Behavioural and psychiatric symptoms of the PWCIs were assessed using the Chinese version of the Neuropsychiatric Inventory (CNPI) developed by Leung et al. (2001). Leung et al. evaluated the psychometric properties of the CNPI with a population of PWCIs in Hong Kong. Concurrent validity of all eight subscales of the CNPI correlated significantly (p < .001) with the corresponding domains of the Behavioural Psychology of Alzheimer’s Disease scale, which measures behavioural and psychological symptoms of dementia (Reisberg et al., 1997). The CNPI has a high level of internal stability, according to its internal consistency reliability of .84 for overall reliability, and both severity and frequency of .86. Kappa coefficients for interrater reliability are acceptable (range = .7 to 1.00), with intraclass correlation coefficients (ICC) for all subscales greater than .90 (Leung et al., 2001). Its overall Cronbach’s alpha for this study was .88.

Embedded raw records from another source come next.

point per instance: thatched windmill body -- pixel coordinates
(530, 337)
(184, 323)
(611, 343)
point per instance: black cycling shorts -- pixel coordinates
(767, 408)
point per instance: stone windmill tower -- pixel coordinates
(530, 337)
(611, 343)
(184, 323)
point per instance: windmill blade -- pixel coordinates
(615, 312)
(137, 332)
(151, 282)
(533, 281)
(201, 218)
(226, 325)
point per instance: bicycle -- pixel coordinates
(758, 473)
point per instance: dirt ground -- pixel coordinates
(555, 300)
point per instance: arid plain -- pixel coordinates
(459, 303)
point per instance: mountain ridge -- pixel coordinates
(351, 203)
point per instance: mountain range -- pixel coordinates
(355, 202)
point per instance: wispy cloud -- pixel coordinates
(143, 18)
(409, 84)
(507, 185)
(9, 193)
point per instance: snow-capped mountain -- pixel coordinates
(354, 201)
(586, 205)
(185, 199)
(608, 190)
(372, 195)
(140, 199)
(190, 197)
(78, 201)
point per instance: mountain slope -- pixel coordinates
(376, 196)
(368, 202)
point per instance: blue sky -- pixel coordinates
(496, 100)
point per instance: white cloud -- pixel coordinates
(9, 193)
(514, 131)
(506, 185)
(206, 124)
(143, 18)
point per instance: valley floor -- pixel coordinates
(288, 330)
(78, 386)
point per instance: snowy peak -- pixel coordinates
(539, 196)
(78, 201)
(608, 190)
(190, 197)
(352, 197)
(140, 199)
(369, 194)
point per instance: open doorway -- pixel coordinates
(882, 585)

Chinese Wayfinding Effectiveness Scale
The 30 scale items were randomly ordered for the final CWES instrument. Items were scored on a 5-point Likert scale ranging from 1 (never or unable) to 5 (always); higher scores indicated better wayfinding effectiveness (Algase et al., 2007). We asked FCGs to complete the CWES and respond to each item as it applied to current behaviours of their care recipients.

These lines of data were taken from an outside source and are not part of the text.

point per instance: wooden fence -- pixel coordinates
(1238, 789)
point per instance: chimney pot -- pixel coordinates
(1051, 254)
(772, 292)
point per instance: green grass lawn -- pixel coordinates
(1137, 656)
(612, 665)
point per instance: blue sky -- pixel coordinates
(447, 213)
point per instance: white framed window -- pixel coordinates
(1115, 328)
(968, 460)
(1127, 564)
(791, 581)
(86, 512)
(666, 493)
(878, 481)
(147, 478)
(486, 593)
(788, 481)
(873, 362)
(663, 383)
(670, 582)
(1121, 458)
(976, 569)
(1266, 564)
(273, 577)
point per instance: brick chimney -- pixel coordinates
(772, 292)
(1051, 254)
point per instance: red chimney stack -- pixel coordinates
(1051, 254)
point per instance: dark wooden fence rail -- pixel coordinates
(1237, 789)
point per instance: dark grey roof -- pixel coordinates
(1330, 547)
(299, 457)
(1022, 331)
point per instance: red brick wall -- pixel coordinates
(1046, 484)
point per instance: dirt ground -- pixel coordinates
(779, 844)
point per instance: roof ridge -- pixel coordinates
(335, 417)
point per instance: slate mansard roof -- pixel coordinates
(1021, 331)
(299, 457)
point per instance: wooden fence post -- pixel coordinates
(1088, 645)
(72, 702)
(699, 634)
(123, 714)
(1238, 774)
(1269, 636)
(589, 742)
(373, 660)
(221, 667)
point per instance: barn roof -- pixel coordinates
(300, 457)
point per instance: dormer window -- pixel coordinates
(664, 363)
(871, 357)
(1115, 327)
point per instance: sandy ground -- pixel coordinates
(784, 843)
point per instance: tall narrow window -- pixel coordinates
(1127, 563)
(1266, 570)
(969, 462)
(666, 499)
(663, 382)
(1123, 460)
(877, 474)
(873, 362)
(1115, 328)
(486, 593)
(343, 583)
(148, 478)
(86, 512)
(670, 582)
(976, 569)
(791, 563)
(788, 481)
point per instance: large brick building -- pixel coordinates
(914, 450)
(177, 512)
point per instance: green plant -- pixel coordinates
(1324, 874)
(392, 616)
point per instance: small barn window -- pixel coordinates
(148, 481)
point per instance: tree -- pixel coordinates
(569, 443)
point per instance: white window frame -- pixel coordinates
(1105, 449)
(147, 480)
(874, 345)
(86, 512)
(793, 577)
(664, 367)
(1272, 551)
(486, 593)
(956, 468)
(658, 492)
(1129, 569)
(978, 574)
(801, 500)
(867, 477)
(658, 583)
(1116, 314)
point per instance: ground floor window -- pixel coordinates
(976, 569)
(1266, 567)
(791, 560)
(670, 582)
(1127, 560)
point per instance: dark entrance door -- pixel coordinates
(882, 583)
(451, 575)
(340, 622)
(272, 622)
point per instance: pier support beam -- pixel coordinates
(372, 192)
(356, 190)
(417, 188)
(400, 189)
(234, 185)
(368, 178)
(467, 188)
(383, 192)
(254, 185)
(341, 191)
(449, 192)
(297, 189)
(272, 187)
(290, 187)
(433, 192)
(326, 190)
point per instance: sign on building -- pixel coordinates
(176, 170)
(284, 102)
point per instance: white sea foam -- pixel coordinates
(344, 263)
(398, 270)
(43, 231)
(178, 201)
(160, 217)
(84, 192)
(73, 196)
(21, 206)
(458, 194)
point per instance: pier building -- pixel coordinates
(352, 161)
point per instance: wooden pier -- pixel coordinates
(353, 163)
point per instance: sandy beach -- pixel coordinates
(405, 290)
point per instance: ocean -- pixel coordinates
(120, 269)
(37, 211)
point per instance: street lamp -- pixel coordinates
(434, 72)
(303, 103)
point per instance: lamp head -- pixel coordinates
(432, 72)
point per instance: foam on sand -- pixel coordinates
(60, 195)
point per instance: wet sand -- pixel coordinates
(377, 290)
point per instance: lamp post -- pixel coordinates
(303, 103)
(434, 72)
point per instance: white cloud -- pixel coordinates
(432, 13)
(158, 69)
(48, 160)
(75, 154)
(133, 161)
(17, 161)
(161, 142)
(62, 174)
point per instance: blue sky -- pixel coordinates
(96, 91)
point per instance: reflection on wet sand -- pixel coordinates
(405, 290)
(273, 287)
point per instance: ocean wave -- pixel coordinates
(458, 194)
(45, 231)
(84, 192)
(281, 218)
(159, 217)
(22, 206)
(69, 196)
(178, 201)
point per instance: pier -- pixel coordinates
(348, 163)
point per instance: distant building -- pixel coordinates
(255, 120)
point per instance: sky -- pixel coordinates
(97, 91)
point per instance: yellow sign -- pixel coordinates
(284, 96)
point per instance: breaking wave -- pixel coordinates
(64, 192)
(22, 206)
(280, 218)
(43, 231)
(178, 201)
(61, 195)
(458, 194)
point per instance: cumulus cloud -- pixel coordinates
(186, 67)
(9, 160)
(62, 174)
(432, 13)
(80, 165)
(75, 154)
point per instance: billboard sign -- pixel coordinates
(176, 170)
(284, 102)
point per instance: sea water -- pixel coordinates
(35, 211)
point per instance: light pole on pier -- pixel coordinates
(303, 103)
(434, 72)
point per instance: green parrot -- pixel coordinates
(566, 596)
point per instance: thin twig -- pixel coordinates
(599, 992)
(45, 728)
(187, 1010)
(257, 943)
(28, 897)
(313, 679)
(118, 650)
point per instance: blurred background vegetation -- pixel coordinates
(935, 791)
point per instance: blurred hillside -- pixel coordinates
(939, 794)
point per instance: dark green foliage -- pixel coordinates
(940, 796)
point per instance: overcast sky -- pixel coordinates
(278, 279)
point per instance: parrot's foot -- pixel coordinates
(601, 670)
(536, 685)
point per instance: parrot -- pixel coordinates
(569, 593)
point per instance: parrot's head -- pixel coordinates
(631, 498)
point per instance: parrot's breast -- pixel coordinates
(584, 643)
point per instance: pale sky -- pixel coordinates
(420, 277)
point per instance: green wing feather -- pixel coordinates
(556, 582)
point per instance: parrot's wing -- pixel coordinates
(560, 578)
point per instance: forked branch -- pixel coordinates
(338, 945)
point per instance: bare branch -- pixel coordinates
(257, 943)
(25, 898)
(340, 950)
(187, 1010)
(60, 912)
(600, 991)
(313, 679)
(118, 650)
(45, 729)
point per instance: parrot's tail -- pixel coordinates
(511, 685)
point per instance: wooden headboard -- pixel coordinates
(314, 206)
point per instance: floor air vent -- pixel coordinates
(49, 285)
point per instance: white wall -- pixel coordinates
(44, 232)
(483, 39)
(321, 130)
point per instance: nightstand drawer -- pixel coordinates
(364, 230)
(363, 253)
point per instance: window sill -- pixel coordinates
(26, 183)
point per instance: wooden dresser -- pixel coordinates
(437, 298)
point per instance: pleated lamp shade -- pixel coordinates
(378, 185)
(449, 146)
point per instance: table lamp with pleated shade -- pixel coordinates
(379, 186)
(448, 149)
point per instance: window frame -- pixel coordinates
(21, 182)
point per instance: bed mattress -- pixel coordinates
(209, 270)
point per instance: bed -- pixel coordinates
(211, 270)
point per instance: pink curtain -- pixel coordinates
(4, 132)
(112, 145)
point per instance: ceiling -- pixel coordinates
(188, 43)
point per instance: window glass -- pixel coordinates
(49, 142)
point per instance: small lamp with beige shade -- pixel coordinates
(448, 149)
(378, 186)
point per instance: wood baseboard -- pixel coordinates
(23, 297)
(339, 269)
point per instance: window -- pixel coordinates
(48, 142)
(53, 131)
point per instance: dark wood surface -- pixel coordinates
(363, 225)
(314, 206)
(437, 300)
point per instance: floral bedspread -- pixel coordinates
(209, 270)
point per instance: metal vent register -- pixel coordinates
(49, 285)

To identify the conceptual constructs of the CWES, we conducted an exploratory factor analysis using principal component analysis with varimax rotation (Kim & Mueller, 1978). To determine internal consistency and reliability of the CWES, we calculated Cronbach’s alpha for the total scale and each subscale. To find one-week test-retest and interrater reliability, we calculated intraclass correlations with a subset of FCGs (n = 8). To determine construct validity, we used correlation coefficients for the subscale and total CWES scores, CMMSE, and CNPI. Finally, to determine sensitivity and specificity, we used a Receiver Operating Characteristic (ROC) analysis of CDR scores to distinguish PWCIs with mild cognitive impairment from those in the early stages of dementia.

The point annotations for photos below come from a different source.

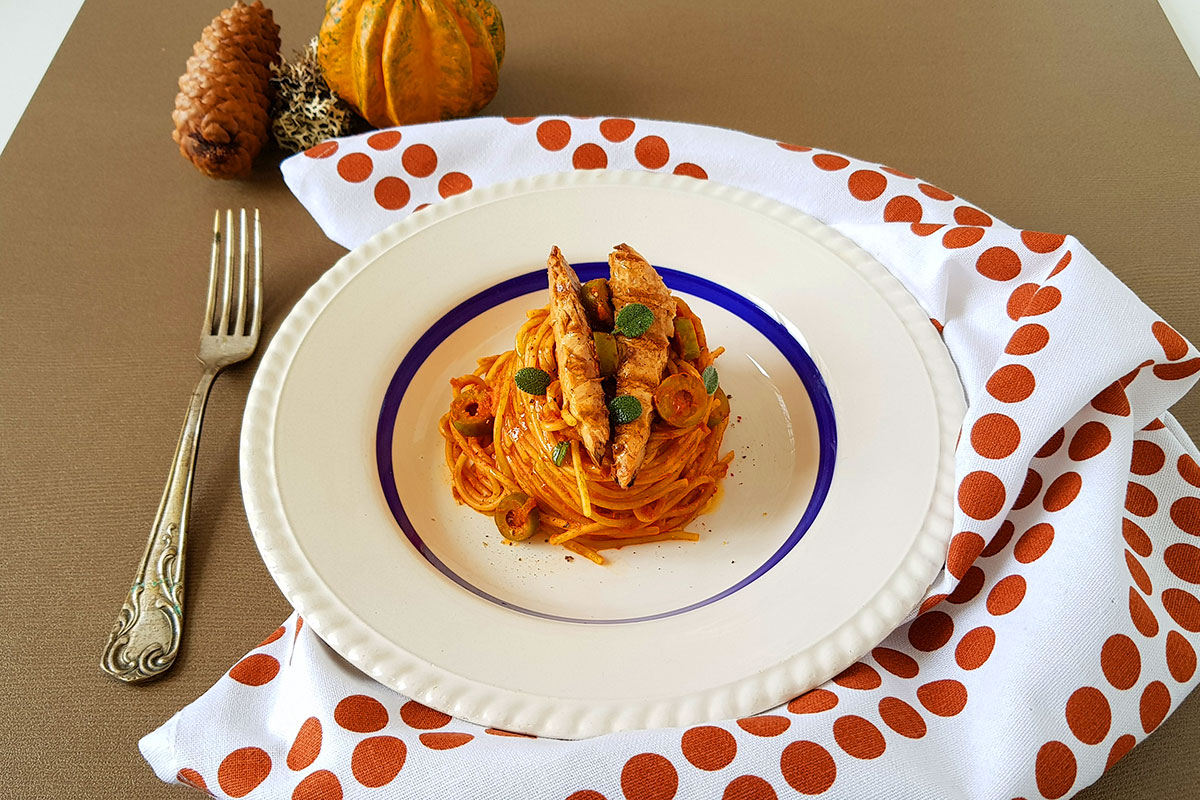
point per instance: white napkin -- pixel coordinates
(1061, 633)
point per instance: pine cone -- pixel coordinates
(222, 110)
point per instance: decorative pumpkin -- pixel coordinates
(403, 61)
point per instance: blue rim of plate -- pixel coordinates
(769, 324)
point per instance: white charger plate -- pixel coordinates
(834, 519)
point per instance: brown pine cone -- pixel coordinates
(222, 110)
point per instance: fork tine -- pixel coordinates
(239, 326)
(256, 325)
(213, 274)
(226, 290)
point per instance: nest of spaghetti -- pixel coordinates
(603, 427)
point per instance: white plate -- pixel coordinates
(833, 522)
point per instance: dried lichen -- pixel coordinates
(306, 109)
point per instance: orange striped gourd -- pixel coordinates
(403, 61)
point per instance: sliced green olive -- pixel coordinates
(681, 401)
(471, 413)
(517, 517)
(598, 304)
(685, 335)
(720, 408)
(606, 353)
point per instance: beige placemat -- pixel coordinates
(103, 258)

This project was approved by the Institutional Review Board of the participating institution (IRB No. 97-0483B). Additional protection was provided to the vulnerable participants with cognitive impairment under the Declaration of Helsinki regulation. For example, we made sure that the PWCIs understood the purpose of this study by explaining this study in plain language and verifying their response at least three times. We also invited their family caregivers to help to explain this study to the PWCIs. If the PWCIs refused to participate in this study, we would ask them three times (30 minutes apart) and respected their final decision. Those who agreed to participate provided written informed consents and were assured of anonymity and confidentiality. All the informed consents of the dyads were obtained.